Ich lese, was Jesaja im neunten Kapitel geschrieben hat:
„Das Volk, das im Finstern wandelt, sieht ein großes Licht, und über denen, die da wohnen im finstern Lande, scheint es hell.
Du weckst lauten Jubel, du machst groß die Freude. Vor dir freut man sich, wie man sich freut in der Ernte, wie man fröhlich ist, wenn man Beute austeilt. Denn du hast ihr drückendes Joch, die Jochstange auf ihrer Schulter und den Stecken ihres Treibers zerbrochen wie am Tage Midians. Denn jeder Stiefel, der mit Gedröhn dahergeht, und jeder Mantel, durch Blut geschleift, wird verbrannt und vom Feuer verzehrt.
Denn uns ist ein Kind geboren, ein Sohn ist uns gegeben, und die Herrschaft ist auf seiner Schulter; und er heißt Wunder-Rat, Gott-Held, Ewig-Vater, Friede-Fürst; auf dass seine Herrschaft groß werde und des Friedens kein Ende auf dem Thron Davids und in seinem Königreich, dass er's stärke und stütze durch Recht und Gerechtigkeit von nun an bis in Ewigkeit. Solches wird tun der Eifer des Herrn Zebaoth.“

Licht und Dunkel – Frieden und KriegDas Volk wandelt in der Finsternis. Jesaja redet vom Volk Israel, aber Lukas macht es noch genauer: Er erzählt von den Hirten, die ja auch zu Israel gehören. Draußen vor der Stadt, sozusagen im Abseits, gehen sie ihrer Arbeit nach. Sie sehen ein Licht. Was bisher im Dunkeln lag, das wird erhellt und sichtbar gemacht. Gut, für die, die im Dunkeln und im Abseits standen. Schlecht für die, die von diesem Kontrast, von diesem Hell und Dunkel bisher profitiert haben. Frieden auf Erden, da gibt es auch Verlieren, die nicht wollen, dass sich etwas ändert. Wer Waffen verkauft, freut sich über Krieg. Wer Angst hat, zu sterben, freut sich über Frieden.
Und leider muss man sagen: Es ist Krieg, auch an Weihnachten, auch heute. Nicht hier in Deutschland, aber in Syrien, in Nigeria, im Irak, in Afghanistan, im Jemen, in der Türkei, in Libyen oder um Südsudan und in relativer Nähe in der Ukraine. Gerade werden da offensichtlich die Grenzen des Machbaren wieder ausgetestet.
Es herrscht Krieg auch unter deutschen Dächern. Wenn dann doch Onkel Günter über die Feiertage ins Haus kommt und er tatsächlich wieder irgendwelche politischen Diskussionen vom Zaun bricht, die einen zur Weißglut bringen nach dem dritten Glas Wein.
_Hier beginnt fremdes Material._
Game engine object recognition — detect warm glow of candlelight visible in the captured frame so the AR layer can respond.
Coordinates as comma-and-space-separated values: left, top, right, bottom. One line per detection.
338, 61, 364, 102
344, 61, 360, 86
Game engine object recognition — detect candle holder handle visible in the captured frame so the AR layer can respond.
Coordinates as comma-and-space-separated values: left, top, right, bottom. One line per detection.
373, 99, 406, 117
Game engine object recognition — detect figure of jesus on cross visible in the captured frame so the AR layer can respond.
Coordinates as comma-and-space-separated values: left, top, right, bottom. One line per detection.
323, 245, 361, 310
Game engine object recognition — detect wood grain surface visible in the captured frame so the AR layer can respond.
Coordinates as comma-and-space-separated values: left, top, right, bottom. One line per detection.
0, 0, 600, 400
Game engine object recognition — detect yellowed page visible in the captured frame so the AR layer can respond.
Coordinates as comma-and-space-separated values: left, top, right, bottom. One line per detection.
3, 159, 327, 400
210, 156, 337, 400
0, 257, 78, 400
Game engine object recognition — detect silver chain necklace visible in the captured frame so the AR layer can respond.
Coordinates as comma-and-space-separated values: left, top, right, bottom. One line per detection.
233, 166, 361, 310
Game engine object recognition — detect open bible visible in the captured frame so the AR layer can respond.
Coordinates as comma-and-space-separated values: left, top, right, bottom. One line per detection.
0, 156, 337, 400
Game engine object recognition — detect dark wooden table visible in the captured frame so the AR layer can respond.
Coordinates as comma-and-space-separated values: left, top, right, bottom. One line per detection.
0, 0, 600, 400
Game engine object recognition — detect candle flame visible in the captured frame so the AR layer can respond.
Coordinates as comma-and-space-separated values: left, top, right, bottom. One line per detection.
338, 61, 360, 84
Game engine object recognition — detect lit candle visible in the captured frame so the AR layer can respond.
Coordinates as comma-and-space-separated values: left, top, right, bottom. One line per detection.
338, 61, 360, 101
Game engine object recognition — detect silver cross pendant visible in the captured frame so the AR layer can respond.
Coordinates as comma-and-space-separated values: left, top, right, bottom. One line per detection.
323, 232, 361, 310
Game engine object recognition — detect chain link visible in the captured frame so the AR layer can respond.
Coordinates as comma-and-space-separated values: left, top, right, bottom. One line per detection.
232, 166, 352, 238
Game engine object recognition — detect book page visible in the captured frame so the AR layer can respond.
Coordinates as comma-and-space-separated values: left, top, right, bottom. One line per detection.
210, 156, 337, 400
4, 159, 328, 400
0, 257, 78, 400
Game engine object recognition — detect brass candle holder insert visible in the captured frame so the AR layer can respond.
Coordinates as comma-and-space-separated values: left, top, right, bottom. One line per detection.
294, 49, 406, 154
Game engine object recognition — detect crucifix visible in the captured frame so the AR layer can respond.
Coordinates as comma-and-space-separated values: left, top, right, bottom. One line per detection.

Und es herrscht Krieg in manchen Kommentarspalten der Sozialen Medien. Wenn sich die Kontrahenten nicht mehr mit Argumenten beschäftigen, sondern sich nur gegenseitig in übelster Weise beschimpfen. Und wer nicht für mich ist, der ist gegen mich.
Es herrscht Krieg. Ja, auch jetzt, obwohl gerade Weihnachten ist. Und manchmal herrscht gerade Krieg, weil Weihnachten ist. Schwer auszuhalten in der Heiligen Nacht, in der wir diese wunderbare Heilige Familie vor Augen haben.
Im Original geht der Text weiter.